Michael Smith (msmith@EMST-DC.PLANSYS.COM)
Fri, 27 Oct 1995 09:42:34 EDT
We too have a very large Tiger Group (32 boys). You said you broke your 30
into 3 groups. That's pretty large...you may want to try 4 groups if it
isn't too late. We, fortunately, have a successful program. What we do is
Each parent takes one month where they are responsible for the activities.
This gets everyone involved and nobody is overworked. To help the parents
out, we have kept a list of past activities performed by the Tigers and
provide this list to the new Tiger parents. We also make sure somebody
attends the Roundtable (ours has a Tiger breakout) to get other ideas,
handouts, etc. These are immediately copied and distributed.

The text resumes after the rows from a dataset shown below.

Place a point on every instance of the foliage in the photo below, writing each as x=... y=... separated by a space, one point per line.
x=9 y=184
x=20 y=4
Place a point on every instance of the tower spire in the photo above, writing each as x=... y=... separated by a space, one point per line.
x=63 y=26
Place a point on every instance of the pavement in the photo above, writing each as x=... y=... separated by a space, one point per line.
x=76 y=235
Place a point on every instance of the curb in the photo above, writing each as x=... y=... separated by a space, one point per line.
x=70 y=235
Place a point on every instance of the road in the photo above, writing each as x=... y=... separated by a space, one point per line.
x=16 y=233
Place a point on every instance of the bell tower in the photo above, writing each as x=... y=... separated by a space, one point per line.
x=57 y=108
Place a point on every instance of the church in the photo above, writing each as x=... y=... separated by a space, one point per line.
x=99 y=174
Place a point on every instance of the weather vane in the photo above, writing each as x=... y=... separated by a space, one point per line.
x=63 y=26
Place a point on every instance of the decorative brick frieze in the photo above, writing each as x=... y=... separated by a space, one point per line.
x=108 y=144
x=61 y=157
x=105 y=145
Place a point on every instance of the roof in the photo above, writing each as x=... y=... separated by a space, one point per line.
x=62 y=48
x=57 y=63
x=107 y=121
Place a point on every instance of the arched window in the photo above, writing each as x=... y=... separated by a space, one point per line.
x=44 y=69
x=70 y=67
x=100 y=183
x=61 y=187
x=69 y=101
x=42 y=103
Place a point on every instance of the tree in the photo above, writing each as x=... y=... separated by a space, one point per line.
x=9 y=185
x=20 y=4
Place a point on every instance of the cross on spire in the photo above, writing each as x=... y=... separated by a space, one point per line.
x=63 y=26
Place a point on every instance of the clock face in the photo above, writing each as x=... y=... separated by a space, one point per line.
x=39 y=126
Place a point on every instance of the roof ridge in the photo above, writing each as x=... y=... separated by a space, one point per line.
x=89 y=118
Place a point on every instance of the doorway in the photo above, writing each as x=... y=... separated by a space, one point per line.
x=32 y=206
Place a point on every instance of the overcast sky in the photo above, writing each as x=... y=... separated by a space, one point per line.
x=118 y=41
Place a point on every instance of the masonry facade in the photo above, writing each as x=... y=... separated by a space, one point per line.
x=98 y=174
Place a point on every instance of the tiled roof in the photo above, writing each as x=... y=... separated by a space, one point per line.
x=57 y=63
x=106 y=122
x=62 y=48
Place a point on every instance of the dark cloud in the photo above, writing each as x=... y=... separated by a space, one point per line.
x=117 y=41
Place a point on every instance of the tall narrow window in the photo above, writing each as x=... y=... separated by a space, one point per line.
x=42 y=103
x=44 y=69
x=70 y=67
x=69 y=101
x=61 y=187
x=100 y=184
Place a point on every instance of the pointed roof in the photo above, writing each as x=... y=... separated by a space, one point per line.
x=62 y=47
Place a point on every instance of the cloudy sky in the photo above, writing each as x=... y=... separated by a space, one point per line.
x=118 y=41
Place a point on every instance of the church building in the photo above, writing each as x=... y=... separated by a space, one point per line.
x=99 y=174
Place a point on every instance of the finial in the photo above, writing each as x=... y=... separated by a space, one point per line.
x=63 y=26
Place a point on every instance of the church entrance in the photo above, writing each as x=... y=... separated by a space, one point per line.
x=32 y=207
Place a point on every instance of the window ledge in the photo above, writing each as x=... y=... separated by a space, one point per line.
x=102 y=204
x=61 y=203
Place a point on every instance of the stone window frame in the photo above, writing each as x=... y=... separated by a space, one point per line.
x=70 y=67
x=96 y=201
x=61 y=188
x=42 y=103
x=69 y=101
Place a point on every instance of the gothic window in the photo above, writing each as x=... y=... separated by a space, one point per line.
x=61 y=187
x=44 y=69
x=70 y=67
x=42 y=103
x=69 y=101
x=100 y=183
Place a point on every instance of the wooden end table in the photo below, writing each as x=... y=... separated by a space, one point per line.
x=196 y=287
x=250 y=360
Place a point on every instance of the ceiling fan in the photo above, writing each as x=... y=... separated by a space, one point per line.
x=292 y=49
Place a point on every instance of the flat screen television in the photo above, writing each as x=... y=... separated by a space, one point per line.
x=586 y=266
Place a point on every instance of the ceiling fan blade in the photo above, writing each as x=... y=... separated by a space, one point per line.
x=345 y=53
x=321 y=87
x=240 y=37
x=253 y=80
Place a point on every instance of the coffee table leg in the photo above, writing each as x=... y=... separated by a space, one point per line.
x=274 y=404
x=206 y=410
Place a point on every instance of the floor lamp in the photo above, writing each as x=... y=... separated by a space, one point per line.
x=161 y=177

Our tigers are invited to Pack meetings and we also make sure we have at
least one Family Activity per month for the pack. This allows the Tigers to
actively participate in the pack because these activities are designed for
the whole family (such as an easy 3 mile hike).
So basically, our tiger "dens" have no real leader, though there is one
parent who is designated the coordinator for the purpose of administrative
needs of the pack. We find that this builds our parent support base in later
years because the parents are already used to "volunteering". And the boys
get a great experience because while the parents don't try to "one-up" each
other, they do put some serious thought into selecting the activities for
With a group this size, you also need to make it absolutely clear that it
will be extremely difficult to find a convenient time for EVERY activity. If
you limit yourself to only those times when EVERY tiger can attend, your
choice of activites will be very limited. So let the boys know they may not
be able to attend every activity (and that's ok) and let the parents know
that you can still do an activity even if all people can't come. This has
really helped us.
Michael L. Smith
Committee Chairman, Pack 160, Herndon, Va.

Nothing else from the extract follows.